On March 16th, 1943 the group decided to sever their connection with the Paint Research Station and to rename themselves the Cosmos Club (CSC). This was duly reported in FUTURIAN WAR DIGEST #27. On April 13th, the CSC held their first meeting at Shirley's Cafe on Teddington's Park Road, the permanent venue for their meetings thereafter, and welcomed new member Bruce Gaffron into the fold. With the change in name, the club also decided to discontinue MEMO-SHEET and start a new clubzine.

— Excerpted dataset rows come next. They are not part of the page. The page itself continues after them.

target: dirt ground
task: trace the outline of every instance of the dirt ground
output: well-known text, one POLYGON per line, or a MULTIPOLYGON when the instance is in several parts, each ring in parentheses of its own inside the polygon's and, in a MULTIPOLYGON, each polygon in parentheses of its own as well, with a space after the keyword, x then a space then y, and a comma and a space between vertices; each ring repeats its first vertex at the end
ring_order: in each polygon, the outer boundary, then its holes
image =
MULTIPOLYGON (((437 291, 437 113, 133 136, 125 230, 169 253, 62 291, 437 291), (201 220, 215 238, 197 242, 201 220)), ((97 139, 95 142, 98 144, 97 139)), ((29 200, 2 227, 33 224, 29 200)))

This was COSMIC CUTS. The first issue appeared in May and was edited by Gordon Holbrow. (Dennis Tucker would take over as editor with the August 1945 issue.) As the largest active fan group in the country during this period the CSC became one of the three pillars of wartime British fandom, alongside FUTURIAN WAR DIGEST and the British Fantasy Society.
In December 1943, the Cosmos Club revealed their plans for a convention the following year, with the single-sheet CONVENTION EXTRA in both in COSMIC CUTS #5 and in Parker's LAMPOST #1, one of the 'litter' of accompanying small fanzines that rode out with FUTURIAN WAR DIGEST #32 that same month. The relevant pages in LAMPOST were also pages 9 & 10 of COSMIC CUTS #5 and so presumably a deliberate print overrun.

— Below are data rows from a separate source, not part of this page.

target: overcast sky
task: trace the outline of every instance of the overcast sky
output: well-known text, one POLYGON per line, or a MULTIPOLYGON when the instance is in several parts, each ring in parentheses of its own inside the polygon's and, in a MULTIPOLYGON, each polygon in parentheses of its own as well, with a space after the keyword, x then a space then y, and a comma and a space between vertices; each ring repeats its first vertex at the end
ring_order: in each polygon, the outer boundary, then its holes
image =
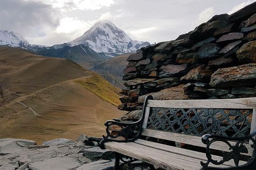
POLYGON ((99 20, 112 21, 132 38, 175 39, 214 15, 235 12, 256 0, 0 0, 0 30, 31 44, 73 40, 99 20))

The rest of that first side was taken up with hyperbole, but on the reverse was the projected programme for the Eastercon, which was as follows:
The pampered fans of today complain when the con programme is split between adjacent hotels rather than all under one roof. One can only imagine how they would react at the prospect of a thirty five minute train ride between venues.
The second CONVENTION EXTRA rode out with LAMPPOST #2 in FUTURIAN WAR DIGEST #33 (Feb 1944). This reported that Arthur Williams would be producing a convention booklet and that there would be a Fantasy Museum at the convention, display items for which would be gratefully received. However, the big news concerned the 'eminent speakers':
"Mr Walter Gillings, ex-Editor of 'Tales of Wonder' and Director of Utopian Publications Ltd., has agreed to act as Convention President, and will open the Sunday morning session with a Presidential Address. And, circumstances, the Guest Speaker at the Convention dinner will be none other than the distinguished Professor A.M.Low."The third and final issue of LAMPPOST went out with FUTURIAN WAR DIGEST #34 (April 1944), its front page consisting of a map (incorporated later in this article) of how to get to the convention. This looks to have been sized for American quarto paper. Sadly, it was printed on UK quarto and so ran off the bottom of the page. Not that this appears to have deterred anyone.